On Wed, May 24, 2017 at 12:01:51PM +0200, Luca Abeni wrote:
> > > So I'm terribly confused...

> > > 

> > > By using the active bandwidth to select frequency we effectively

> > > reduce idle time (to 0 if we had infinite granular frequency steps

> > > and no margins).

> > > 

> > > So !RECLAIM works as expected. They get the time they reserved,

> > > since that was taken into account by active bandwidth.



> Well, I also admitted that I am almost completely ignorant about many

> people's requirements...

> 

> What I know is that there are some people using SCHED_DEADLINE to make

> sure that a task can make progress (executing with a "high priority")

> without consuming more than a specified fraction of CPU time... So,

> they for example schedule a CPU-hungry task with runtime=10ms and

> period=100ms to make sure that the task can execute every 100ms (giving

> the impression of a "fluid progress") without stealing more than 10% of

> CPU time to other tasks.

> 

> In this case, if the CPU frequency change the goal is still to

> "reserve" 10% of CPU time (not more, even if the CPU is slower) to the

> task. So, no runtime rescaling (or reclaiming) is required in this case.

> 

> 

> My proposal was that if a task is not interested in a fixed

> runtime / fraction of CPU time but wants to adapt the runtime when the

> CPU frequency scales, then it can select the RECLAIMING flag.

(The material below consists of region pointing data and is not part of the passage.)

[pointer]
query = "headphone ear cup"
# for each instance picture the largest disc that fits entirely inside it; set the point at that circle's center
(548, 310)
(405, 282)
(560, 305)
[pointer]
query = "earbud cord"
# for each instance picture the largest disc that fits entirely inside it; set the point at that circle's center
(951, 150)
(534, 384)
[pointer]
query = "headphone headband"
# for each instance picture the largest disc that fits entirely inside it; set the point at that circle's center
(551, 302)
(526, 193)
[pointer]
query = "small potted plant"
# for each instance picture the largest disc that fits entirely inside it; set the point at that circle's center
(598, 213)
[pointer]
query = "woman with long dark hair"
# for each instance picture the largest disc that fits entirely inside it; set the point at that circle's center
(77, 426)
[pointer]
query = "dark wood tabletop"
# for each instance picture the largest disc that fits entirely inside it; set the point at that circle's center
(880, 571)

I think these people are doing it wrong :-)

Firstly, the runtime budget is a WCET. This very much means it is
subject to CPU frequency; after all, when the CPU runs slower, that same
amount of work takes longer. So being subject to cpufreq is the natural
state and should not require a special marker.

Secondly, if you want a steady progress of 10%, I don't see the problem
with giving them more at slower frequency, they get the 'same' amount of
'work' done without bothering other people.

Peter Zijlstra May 24, 2017, 11:31 a.m. UTC | #3

On Wed, May 24, 2017 at 10:50:53AM +0100, Juri Lelli wrote:

> Agreed. However, problem seems to be that

> 

>  - in my opinion (current implementation) this translated into scaling

>    runtime considering current freq and cpu-max-capacity; and this is

>    required when frequency scaling is enabled and we still want to meet

>    a task's guaranteed bandwidth

Just so. The bandwidth they request is based on instructions/work. We
need to get a certain amount of instructions sorted. Nobody cares we get
an exact 10% at random frequency if they loose they finger because we
didn't get that final instruction out that stops the saw blade.

>  - Luca seemed instead to be inclined to say that, if we scale runtime

>    for !reclaim tasks, such tasks are basically allowed to run for more

>    time (when frequency is lower than max) by using some of the

>    bandwidth not allocated to themselves

Yes, that's a wrong view :-) We don't care about 'time', we care about
getting the instruction stream / work completed.